Well the new Republican talking point looks to be
"the criminalization of politics": The Delay, Frist and Plame investigations are nothing less than a partisan persecution of righteous conservatives and a perversion of justice, and thus should be ignored or made to go away.
Unfortunately for them, some of us have a longer-term memory than a goldfish.
Witness E.J. Dionne's latest
Op-Ed appearing in tomorrow's Washington Post:
Those who thought investigations were a wonderful thing when Bill Clinton was president are suddenly facing prosecutors, and they don't like it. It seems like a hundred years ago when Clinton's defenders were accusing his opponents of using special prosecutors, lawsuits, criminal charges and, ultimately, impeachment to overturn the will of the voters.
Clinton's conservative enemies would have none of this. No, they said over and over, the Clinton mess was not about sex but about "perjury and the obstruction of justice" and "the rule of law."
The old conservative talking points are now inoperative.
More below the fold.
Dionne goes on to say:
This case goes to the heart of how Republicans recaptured power after the Clinton presidency and how they have held on to it since.

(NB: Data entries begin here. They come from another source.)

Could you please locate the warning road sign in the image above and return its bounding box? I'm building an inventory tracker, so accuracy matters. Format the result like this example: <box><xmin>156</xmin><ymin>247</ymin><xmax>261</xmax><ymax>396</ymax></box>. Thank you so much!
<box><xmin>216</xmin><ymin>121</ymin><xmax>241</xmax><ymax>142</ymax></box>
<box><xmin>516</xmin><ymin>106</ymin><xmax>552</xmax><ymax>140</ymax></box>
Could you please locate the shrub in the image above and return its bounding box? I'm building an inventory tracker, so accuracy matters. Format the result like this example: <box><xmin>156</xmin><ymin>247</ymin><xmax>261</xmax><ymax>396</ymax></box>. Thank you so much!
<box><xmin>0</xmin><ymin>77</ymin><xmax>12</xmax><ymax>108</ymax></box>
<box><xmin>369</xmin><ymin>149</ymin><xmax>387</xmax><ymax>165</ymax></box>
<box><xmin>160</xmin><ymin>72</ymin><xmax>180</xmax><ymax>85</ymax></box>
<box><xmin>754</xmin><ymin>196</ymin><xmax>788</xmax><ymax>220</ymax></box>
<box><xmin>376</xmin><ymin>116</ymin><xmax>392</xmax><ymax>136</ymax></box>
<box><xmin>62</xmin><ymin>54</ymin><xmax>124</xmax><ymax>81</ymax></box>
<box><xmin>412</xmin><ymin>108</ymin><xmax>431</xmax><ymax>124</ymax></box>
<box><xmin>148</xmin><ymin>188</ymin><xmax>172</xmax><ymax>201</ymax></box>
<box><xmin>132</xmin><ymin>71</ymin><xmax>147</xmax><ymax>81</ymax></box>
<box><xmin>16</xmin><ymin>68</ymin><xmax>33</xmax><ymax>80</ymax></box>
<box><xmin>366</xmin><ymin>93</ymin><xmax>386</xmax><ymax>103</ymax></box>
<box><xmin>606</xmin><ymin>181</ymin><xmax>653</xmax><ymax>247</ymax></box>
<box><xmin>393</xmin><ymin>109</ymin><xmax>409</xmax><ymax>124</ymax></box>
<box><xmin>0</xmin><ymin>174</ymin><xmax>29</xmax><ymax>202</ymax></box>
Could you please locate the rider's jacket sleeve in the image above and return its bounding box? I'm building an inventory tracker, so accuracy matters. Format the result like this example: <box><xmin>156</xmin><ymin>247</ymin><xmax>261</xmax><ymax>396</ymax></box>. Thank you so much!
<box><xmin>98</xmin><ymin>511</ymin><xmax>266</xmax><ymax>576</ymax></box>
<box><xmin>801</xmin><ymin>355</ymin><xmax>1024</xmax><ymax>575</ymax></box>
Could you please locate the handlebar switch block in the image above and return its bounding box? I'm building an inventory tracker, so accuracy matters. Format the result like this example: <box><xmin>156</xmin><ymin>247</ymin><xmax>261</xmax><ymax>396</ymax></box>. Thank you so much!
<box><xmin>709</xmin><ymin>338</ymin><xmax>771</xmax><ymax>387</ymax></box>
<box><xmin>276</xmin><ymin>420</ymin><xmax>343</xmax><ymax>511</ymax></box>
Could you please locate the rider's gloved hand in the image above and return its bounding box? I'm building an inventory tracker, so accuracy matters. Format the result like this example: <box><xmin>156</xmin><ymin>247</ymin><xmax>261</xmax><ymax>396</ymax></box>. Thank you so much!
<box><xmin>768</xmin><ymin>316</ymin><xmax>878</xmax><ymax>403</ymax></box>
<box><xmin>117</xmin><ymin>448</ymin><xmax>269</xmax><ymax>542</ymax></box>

The strategy involved attacking their adversaries without pity.
...
Since Bush took office, many of those who raised their voices in opposition to the president or his policies have found themselves under assault, although the president himself has maintained a careful distance from the bloodletting.
...
These cases portray an administration and a movement that can dish it out, but want to evade responsibility for doing so.

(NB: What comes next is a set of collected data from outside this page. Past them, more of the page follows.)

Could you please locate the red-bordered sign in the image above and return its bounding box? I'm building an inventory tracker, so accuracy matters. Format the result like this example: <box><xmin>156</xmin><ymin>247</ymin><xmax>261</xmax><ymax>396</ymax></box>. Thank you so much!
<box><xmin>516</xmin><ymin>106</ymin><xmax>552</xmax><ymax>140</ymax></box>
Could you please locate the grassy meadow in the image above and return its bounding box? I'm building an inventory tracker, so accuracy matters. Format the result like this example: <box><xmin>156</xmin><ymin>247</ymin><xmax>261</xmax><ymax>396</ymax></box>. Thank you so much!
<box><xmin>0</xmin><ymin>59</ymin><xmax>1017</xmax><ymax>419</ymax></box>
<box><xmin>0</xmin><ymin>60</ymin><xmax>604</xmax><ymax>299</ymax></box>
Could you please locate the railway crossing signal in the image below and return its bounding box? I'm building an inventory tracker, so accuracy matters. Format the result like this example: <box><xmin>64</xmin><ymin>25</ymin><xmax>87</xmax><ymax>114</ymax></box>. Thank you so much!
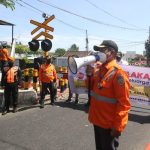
<box><xmin>29</xmin><ymin>14</ymin><xmax>55</xmax><ymax>52</ymax></box>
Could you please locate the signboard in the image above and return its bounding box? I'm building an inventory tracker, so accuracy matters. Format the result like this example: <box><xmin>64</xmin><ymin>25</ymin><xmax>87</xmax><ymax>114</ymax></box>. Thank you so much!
<box><xmin>30</xmin><ymin>15</ymin><xmax>55</xmax><ymax>40</ymax></box>
<box><xmin>69</xmin><ymin>64</ymin><xmax>150</xmax><ymax>105</ymax></box>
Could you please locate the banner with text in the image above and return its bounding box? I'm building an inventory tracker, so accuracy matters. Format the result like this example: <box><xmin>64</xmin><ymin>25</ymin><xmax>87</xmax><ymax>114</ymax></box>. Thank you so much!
<box><xmin>69</xmin><ymin>65</ymin><xmax>150</xmax><ymax>105</ymax></box>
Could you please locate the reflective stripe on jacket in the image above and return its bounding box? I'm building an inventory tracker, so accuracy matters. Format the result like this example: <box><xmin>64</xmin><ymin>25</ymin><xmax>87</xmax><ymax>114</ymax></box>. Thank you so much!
<box><xmin>39</xmin><ymin>64</ymin><xmax>57</xmax><ymax>83</ymax></box>
<box><xmin>86</xmin><ymin>60</ymin><xmax>130</xmax><ymax>132</ymax></box>
<box><xmin>6</xmin><ymin>66</ymin><xmax>19</xmax><ymax>83</ymax></box>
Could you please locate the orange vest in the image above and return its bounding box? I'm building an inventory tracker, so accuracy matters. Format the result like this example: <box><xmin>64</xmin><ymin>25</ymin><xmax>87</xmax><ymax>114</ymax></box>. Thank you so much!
<box><xmin>39</xmin><ymin>64</ymin><xmax>57</xmax><ymax>83</ymax></box>
<box><xmin>0</xmin><ymin>48</ymin><xmax>9</xmax><ymax>61</ymax></box>
<box><xmin>4</xmin><ymin>66</ymin><xmax>19</xmax><ymax>83</ymax></box>
<box><xmin>87</xmin><ymin>60</ymin><xmax>130</xmax><ymax>132</ymax></box>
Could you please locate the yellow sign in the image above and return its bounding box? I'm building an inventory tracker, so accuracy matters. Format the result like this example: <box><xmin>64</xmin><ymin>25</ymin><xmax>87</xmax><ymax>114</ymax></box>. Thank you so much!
<box><xmin>30</xmin><ymin>15</ymin><xmax>55</xmax><ymax>40</ymax></box>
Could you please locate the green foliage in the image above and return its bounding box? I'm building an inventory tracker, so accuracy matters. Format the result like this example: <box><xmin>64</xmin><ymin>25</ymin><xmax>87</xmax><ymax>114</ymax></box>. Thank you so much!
<box><xmin>55</xmin><ymin>48</ymin><xmax>66</xmax><ymax>57</ymax></box>
<box><xmin>15</xmin><ymin>44</ymin><xmax>29</xmax><ymax>54</ymax></box>
<box><xmin>28</xmin><ymin>49</ymin><xmax>43</xmax><ymax>55</ymax></box>
<box><xmin>145</xmin><ymin>41</ymin><xmax>150</xmax><ymax>66</ymax></box>
<box><xmin>68</xmin><ymin>44</ymin><xmax>79</xmax><ymax>51</ymax></box>
<box><xmin>21</xmin><ymin>57</ymin><xmax>32</xmax><ymax>64</ymax></box>
<box><xmin>0</xmin><ymin>0</ymin><xmax>17</xmax><ymax>10</ymax></box>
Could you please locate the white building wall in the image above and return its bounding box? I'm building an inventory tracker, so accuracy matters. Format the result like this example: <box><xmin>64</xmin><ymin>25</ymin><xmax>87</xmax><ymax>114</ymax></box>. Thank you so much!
<box><xmin>123</xmin><ymin>51</ymin><xmax>136</xmax><ymax>61</ymax></box>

Dionne's not the only one turning up his nose at the kool-aid This latest meme looks to be dead on arrival:
This new "criminalization" concept suggests the problems that brought this cast of conservative characters to the attention of investigators are really no big deal: revealing the name of an undercover CIA agent as part of a larger effort to sell a phony case for war in Iraq, and possibly obstructing the subsequent investigation; violating Texas' campaign finance laws; trading in securities in such a way that suggests use of insider information.
The accusations, however, are indeed serious and need full investigations; no one gets a pass from the law. No one also should be judged guilty before the legal process runs its course. But surveying the passel of legal troubles that now afflict those in power in Washington, it's not the criminalization of politics that should concern Americans, but the politicization of crime.